Sahur Pertama Ala Tersesat

575 60 12
                                    

📌Sahur! Sahur! Tek-o-tek!📌

—> ᴛᴇʀꜱᴇꜱᴀᴛ <—

🗓Ramadhan H1

Tidur Fauzan terganggu mendengar suara random dari luar kamarnya. "Siapa, sih? Berisik, deh." dia mengucek matanya lalu melihat jam di atas pintu kamarnya. "Masih jam 3, astagfirullah. Ganggu aja."

Fauzan hendak tidur lagi, tadinya, tapi tiba-tiba ngantuknya hilang entah kemana. Dia memutuskan untuk bangun dan keluar kamar.

Kok bau gosong, ya?

Fauzan memutuskan untuk mengikuti indra penciumannya yang kemudian mengantarkannya ke dapur. Matanya seketika terbelalak saat melihat api di atas wajan yang entah berisikan apa.

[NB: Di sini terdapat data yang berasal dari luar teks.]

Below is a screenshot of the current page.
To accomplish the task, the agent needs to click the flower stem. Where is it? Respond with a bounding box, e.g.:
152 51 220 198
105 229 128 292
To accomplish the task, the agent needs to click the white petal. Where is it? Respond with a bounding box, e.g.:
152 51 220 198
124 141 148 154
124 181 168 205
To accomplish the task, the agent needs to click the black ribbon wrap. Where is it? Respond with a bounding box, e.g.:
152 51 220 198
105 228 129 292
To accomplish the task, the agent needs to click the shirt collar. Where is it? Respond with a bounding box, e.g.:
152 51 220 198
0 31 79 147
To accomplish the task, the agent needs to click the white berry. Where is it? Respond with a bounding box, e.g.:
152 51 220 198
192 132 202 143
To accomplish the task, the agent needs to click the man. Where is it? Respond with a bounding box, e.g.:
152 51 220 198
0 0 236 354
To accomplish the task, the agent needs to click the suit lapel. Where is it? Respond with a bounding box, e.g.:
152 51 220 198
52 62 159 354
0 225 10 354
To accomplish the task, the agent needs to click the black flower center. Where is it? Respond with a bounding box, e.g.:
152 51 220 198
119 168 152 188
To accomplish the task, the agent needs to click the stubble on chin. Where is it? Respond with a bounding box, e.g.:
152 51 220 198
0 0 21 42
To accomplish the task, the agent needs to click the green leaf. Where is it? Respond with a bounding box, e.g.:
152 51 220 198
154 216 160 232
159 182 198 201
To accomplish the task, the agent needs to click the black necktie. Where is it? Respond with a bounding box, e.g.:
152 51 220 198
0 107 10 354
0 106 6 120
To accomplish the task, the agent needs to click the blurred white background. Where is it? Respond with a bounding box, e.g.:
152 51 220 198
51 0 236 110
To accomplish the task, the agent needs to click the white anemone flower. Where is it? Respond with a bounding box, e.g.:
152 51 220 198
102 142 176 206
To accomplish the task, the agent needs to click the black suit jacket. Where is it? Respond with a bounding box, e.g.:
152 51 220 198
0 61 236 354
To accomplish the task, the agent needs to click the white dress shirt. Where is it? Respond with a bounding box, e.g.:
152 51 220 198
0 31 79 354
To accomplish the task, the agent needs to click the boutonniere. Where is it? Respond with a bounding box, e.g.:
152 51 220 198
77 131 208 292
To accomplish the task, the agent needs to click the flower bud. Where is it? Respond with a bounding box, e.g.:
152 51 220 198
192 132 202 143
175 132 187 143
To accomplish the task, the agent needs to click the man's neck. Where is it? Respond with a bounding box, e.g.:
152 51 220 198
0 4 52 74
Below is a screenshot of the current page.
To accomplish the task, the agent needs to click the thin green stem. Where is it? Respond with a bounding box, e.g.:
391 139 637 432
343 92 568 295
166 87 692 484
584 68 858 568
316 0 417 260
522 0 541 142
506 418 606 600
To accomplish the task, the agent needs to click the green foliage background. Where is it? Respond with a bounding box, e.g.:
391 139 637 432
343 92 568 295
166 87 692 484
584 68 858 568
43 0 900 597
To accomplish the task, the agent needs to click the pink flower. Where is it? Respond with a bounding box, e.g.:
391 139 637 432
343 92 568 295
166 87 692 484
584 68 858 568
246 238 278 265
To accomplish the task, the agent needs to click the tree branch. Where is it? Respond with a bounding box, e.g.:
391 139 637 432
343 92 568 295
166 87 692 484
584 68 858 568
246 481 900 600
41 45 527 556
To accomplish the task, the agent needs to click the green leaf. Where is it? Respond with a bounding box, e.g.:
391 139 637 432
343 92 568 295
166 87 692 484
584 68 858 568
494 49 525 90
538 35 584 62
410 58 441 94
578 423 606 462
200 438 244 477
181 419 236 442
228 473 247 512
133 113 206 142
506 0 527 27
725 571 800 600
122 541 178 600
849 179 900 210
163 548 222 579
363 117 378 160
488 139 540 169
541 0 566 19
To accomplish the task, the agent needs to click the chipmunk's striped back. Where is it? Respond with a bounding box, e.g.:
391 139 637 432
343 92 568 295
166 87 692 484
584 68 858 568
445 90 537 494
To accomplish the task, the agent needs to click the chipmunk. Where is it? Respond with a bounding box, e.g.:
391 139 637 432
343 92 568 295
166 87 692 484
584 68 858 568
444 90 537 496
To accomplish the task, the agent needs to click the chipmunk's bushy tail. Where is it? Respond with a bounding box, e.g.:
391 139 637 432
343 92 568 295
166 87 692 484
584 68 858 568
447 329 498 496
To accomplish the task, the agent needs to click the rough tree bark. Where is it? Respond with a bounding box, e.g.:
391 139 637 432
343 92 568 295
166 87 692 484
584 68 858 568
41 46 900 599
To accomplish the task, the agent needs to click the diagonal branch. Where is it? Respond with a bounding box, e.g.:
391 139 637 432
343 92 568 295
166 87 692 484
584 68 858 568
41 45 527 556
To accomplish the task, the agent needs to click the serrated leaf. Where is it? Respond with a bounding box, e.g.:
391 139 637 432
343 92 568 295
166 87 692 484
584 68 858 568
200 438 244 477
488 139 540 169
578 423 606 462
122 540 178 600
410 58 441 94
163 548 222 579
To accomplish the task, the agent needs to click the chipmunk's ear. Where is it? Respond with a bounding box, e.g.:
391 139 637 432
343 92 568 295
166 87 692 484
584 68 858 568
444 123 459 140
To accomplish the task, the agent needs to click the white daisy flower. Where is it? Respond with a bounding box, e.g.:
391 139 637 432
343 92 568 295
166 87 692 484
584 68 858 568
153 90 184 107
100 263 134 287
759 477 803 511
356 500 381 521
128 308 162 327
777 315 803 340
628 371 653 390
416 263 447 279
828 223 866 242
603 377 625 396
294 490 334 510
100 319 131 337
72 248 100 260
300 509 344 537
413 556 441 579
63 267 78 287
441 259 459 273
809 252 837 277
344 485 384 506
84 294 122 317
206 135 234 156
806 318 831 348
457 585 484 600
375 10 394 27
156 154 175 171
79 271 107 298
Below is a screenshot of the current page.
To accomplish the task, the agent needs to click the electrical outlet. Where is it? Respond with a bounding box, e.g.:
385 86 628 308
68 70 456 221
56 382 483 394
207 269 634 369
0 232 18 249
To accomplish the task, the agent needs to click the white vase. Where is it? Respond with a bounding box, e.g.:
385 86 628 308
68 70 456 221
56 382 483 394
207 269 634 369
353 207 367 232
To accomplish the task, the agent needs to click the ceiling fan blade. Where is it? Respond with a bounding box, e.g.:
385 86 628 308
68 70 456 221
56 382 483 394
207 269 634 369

"Astagfirullah!" Fauzan berseru lalu segera menghampiri kompor dan mematikannya. Dia mengambil asal lap yang ada di dekatnya, mengguyurnya dengan air, lalu melemparnya ke atas wajan yang masih mengeluarkan api itu. "Ya Allah, kerjaan siapa ini?"

Fauzan sedang mengelap keringatnya saat ayahnya datang dari luar dapur.

"Lho? Udah bangun? Tumben."

"Bapak masak apa malem-malem begini? Gosong itu. Untung ga sampe kebakaran. Astaga.."

"Ya Allah! Serius? Aduh, Bapak lupa. Tadi lagi bikin nasi goreng, terus kecapnya abis. Jadi Bapak beli dulu."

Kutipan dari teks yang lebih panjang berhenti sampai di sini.